LAST CAB TO DARWIN

3.5 stars (out of 5)

This third feature from Aussie producer/director (but not actor here) Jeremy Sims is drawn from a play by Reg Cribb, who worked on the script with Sims and assisted in attempts to make it less stagey, forced and implausible. And while it’s true that it sometimes remains all three of those things (struth!), there’s also no doubt that the cast are very fine, and star Michael Caton, who so often overacts (it’s heresy to say so, but check out The Castle for proof), is simply wonderful.

Drawn from some fact, this has 70ish Broken Hill taxi driver Rex MacRae (Caton) discover that the cancer he thought he’d overcome has in fact spread, and he’s only got a limited time to live. A man with no kids or family, Rex denies the seriousness of his relationship with neighbour Polly (Ningali Lawford-Wolf), which is meant to be a twist of sorts but has been given away elsewhere, and decides to take the long drive to Darwin to be the first person to be hooked up to a voluntary euthanasia machine constructed by the controversial Dr Nicole Farmer (Jacki Weaver).

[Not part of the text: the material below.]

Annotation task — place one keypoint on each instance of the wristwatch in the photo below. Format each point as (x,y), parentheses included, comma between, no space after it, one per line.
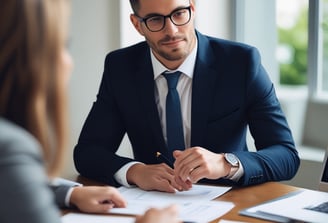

Along the way all the usual but pleasing Road Movie plotting intrudes, as Rex finds himself travelling with Tilly (Mark Coles Smith), a smart-mouthed but kind-hearted young indigenous bloke on the run from responsibility, and eventually also in the company of sweet bargirl Julie (Emma Hamilton), who luckily (surprise!) turns out to be a nurse too. And Smith and Hamilton are terrific foils for Caton’s sometimes difficult, sentimentality-be-damned Rex, as the trio makes their way through some gorgeous outback scenery.

While admittedly contrived at times (Smith’s spur-of-the-moment beer-garden stand-up routine doesn’t ring true, for example), it doesn’t really matter, as Sims again reveals himself as an ‘actor’s director’ and eases lovely work out of the whole cast, from John Howard, Alan Dukes and David Field as Rex’s best mates to Lawford-Wolf, who manages to be funny, exasperated, enraged and tender, sometimes all at once. But it’s really Caton’s film, as he offers a career-best performance that tops anything else in his true-blue 50-or-so-year career. Onya.